What correctness and guardrail constraints shaped how you ensured the agent generated accurate and trustworthy footprint outputs?

Footprint data informs renewal timing, pricing strategy, and expansion planning. Misinterpreting asset status, hierarchy ownership, or expiration logic erodes trust. Open-ended generative interpretation fails this use case.

To enforce correctness, the team constrained the agent to operate exclusively over structured API responses from curated Snowflake-backed datasets and D&A APIs. Prompt templates summarize validated outputs instead of inferring new conclusions. We also implement explicit failure handling for unresolved account matches, unavailable org data, and incomplete hierarchies to prevent partial or misleading results. By separating deterministic backend reconciliation from conversational summarization, we minimize hallucination risk and ensure reproducible footprint outputs.

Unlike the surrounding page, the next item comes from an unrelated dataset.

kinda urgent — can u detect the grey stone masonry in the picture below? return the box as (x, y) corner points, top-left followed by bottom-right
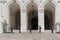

What operational bottlenecks did you eliminate by automating customer footprint generation?

The legacy workflow required manual extraction across multiple organizations, hierarchy reconciliation, and spreadsheet compilation before delivery to sellers. That process typically took one to three days per request and created persistent queue backlogs. It also consumed approximately 1,000 hours per month of operational effort.

To eliminate that bottleneck, we replaced the manual case workflow with automated API orchestration, triggered directly from the seller interface. Requests now generate consolidated Google Sheets at the L5 level within seconds, including pricing, quantity, and tenant information. Within two weeks, the system captured 54% of total footprint volume company-wide, and request volume grew 30% week over week. This reduced manual footprint handling by approximately 90% while removing queue dependency from the seller workflow.

What scale and data-volume constraints shaped how the system handles enterprise customers with thousands of assets?

Managing data for large enterprise accounts involves more than just handling high throughput. Many organizations oversee thousands of SKUs across various subsidiaries, support contracts, and legacy environments. Sending every raw record directly to the agent creates heavy payloads, which slows down rendering and obscures important details.

To solve this, we set strict inclusion criteria at the backend layer. This means the system identifies active, revenue-generating assets and removes expired trials or zero-dollar SKUs before they reach the processing stage.

By refining the data early, we reduce the overall dataset size. This approach ensures the system stays fast and reliable for high-volume accounts while keeping the information relevant to your needs.